Graph as Point Set
- URL: http://arxiv.org/abs/2405.02795v2
- Date: Thu, 30 May 2024 18:44:49 GMT
- Title: Graph as Point Set
- Authors: Xiyuan Wang, Pan Li, Muhan Zhang,
- Abstract summary: This paper introduces a novel graph-to-set conversion method that transforms interconnected nodes into a set of independent points.
It enables using set encoders to learn from graphs, thereby significantly expanding the design space of Graph Neural Networks.
To demonstrate the effectiveness of our approach, we introduce Point Set Transformer (PST), a transformer architecture that accepts a point set converted from a graph as input.
- Score: 31.448841287258116
- License: http://creativecommons.org/licenses/by/4.0/
- Abstract: Graph is a fundamental data structure to model interconnections between entities. Set, on the contrary, stores independent elements. To learn graph representations, current Graph Neural Networks (GNNs) primarily use message passing to encode the interconnections. In contrast, this paper introduces a novel graph-to-set conversion method that bijectively transforms interconnected nodes into a set of independent points and then uses a set encoder to learn the graph representation. This conversion method holds dual significance. Firstly, it enables using set encoders to learn from graphs, thereby significantly expanding the design space of GNNs.
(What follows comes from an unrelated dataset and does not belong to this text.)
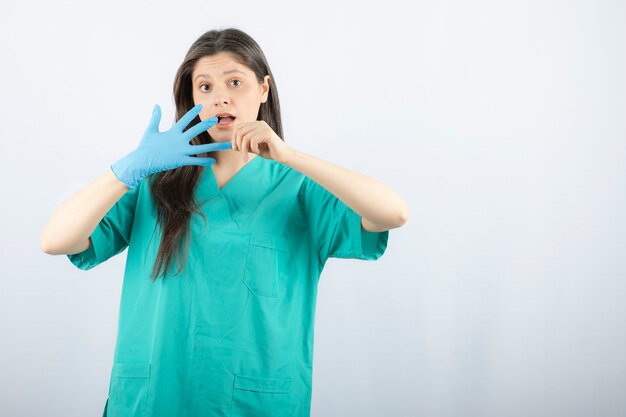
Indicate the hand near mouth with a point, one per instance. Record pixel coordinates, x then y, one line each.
258 137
Secondly, for Transformer, a specific set encoder, we provide a novel and principled approach to inject graph information losslessly, different from all the heuristic structural/positional encoding methods adopted in previous graph transformers. To demonstrate the effectiveness of our approach, we introduce Point Set Transformer (PST), a transformer architecture that accepts a point set converted from a graph as input. Theoretically, PST exhibits superior expressivity for both short-range substructure counting and long-range shortest path distance tasks compared to existing GNNs. Extensive experiments further validate PST's outstanding real-world performance. Besides Transformer, we also devise a Deepset-based set encoder, which achieves performance comparable to representative GNNs, affirming the versatility of our graph-to-set method.